I believe it was wrong of Mercy for Animals to pose this “random investigation” and trespass onto someone’s farm. But it was also wrong for the employees to use improper treatment.
Maybe the key to helping consumers understand that we don’t want to see animals hurting anymore than they do is to fess up to our actions. Take the blame, even when it’s not ours to take. After all we are responsible for our employees. After all, isn’t admitting that there’s a problem the first step to fixing it?
The Iowa legislature is certainly making waves in the news. HF 589 / SF 431 was introduced by Annette Sweeney, and makes, among other things, videotaping and photography on farms illegal unless you have consent.
Many organizations are not happy with the bill, claiming it’s unconstitutional, and that it would take away first amendment rights. Many opposed to the bill say that this is “big ag’s attempt to cover up horrific factory farm practices.” Others say that the undercover operatives are needed and are doing everything for the animals.
My two cents worth
I often get upset when a video is released shows agriculture in a negative way.
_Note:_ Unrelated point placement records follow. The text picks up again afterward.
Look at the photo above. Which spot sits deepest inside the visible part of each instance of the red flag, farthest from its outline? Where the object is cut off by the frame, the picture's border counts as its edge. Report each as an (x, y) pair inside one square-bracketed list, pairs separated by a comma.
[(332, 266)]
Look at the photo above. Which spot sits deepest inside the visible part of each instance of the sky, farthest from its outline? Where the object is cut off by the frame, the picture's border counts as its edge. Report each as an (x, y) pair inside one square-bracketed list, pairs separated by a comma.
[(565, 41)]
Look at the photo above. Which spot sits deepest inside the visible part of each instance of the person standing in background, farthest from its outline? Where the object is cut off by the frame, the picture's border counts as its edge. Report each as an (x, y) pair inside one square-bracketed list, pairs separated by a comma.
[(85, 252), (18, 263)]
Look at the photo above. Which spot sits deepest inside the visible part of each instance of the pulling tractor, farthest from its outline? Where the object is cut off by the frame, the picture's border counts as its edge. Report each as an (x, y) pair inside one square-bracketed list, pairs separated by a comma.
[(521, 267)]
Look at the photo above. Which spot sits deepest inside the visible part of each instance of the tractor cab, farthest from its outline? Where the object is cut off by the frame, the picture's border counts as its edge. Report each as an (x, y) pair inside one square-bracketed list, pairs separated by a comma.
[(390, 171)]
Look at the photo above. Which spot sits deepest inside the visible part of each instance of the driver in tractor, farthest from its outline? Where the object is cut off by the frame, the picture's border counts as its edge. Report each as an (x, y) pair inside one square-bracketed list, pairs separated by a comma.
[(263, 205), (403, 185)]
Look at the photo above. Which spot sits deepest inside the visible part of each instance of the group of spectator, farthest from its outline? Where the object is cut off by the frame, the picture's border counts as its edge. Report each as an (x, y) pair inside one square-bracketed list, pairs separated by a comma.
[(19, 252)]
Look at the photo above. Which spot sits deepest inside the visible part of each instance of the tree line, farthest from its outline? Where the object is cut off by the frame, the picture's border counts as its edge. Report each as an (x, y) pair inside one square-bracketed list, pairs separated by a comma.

If it is showing animal abuse, I get upset with the workers, but if it’s showing something entirely different, a video that looks to be extremely edited, and not horrific at all to someone involved in agriculture, than I become upset.
A case against undercover videos
The Humane Society of the United States released a video showing ‘cruel practices’ to sows in gestation stalls. Those who visited the farm found something entirely different. In the video sows were screaming, pushing against the bars of their stalls, obviously in distress; however, hog producers all know that if you turn the lights on in the middle of the night, the sows will begin to squeal, wanting food. If you then leave, they will chew on the bars until their mouths are bloody, which is exactly what was seen in the HSUS video. Was it a coincidence this happened while an undercover worker was on the farm? I’ll let you decide.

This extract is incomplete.